In Egypt in 1770 the power broker was Ali Bey Bulut Kapan, who was a Georgian mamluk and not Arab as you wanted. He's not too different from Muhammad Ali Pasha, really; Ali Bey also attempted to create a virtually independent domain centered in Egypt, going so far as to ally with Russia and invade Syria (the Ottomans had to bribe his general to withdraw from Damascus, and the said general then overthrew Ali Bey and seized Egypt). Ali Bey himself was a mamluk of the most powerful family in Egypt, the Kazdaglis, who were unfortunately for our purposes Turkish or Greek in origin and not Arab.
In Syria, all the governors of Damascus between 1725 and 1783 belonged to the
al-Azm family, an ancient Sunni Arab lineage who served the rulers of Syria since before the Ottomans (a
member of the family was actually Prime Minister of Syria as late as 1963). But they were never seriously a threat, as their legitimacy was dependent on Istanbul's patronage as governors of Damascus, and the Ottomans more than often saw them as proxies enabling the government to continue to exert influence in Syria. Aleppo was virtually ruled by Janissaries. Other powerful Syrian families included the Ma'n and Shihab in Lebanon.
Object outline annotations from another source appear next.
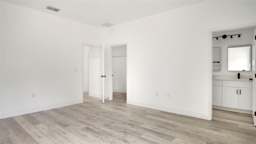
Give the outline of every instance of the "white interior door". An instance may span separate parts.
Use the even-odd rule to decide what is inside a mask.
[[[104,79],[106,76],[104,74],[104,44],[100,49],[100,99],[104,103]]]

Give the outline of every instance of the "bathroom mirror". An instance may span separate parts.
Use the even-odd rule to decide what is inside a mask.
[[[228,70],[251,71],[252,45],[228,47]]]
[[[220,47],[212,48],[212,71],[220,70]]]

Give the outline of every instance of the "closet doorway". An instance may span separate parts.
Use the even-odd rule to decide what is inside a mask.
[[[109,99],[126,103],[126,44],[110,46]]]

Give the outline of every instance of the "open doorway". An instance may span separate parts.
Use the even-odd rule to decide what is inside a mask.
[[[83,98],[84,102],[99,99],[100,46],[83,45]]]
[[[256,27],[213,32],[212,35],[212,119],[220,113],[228,111],[232,112],[228,114],[234,112],[248,114],[250,120],[252,113],[254,117],[256,107],[254,82]],[[246,52],[245,50],[247,47],[250,48]],[[242,49],[244,52],[236,52],[232,58],[234,60],[232,59],[232,54],[234,54],[232,52],[238,49]],[[243,61],[248,61],[243,66],[250,67],[250,69],[238,68],[240,61],[244,60],[240,58],[242,56],[247,60]],[[239,62],[234,65],[236,69],[231,67],[234,62]]]
[[[126,103],[126,44],[110,47],[110,99]]]

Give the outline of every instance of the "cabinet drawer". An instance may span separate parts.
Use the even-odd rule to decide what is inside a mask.
[[[212,80],[212,86],[222,86],[222,81],[218,80]]]
[[[222,86],[251,88],[252,88],[252,83],[251,82],[223,80]]]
Palestine was dominated by the Zaydanis until the government dismantled their realm in 1775. None of them had the resources necessary to become ruler of the entire empire, and with the exception of the Azms (who were viewed as central Ottoman elites and local Syrian elites at the same time) few of them had important connections in Istanbul.
Iraq was ruled by a
mamluk dynasty for most of the 18th century, but I don't know much about them. They weren't Arab anyways.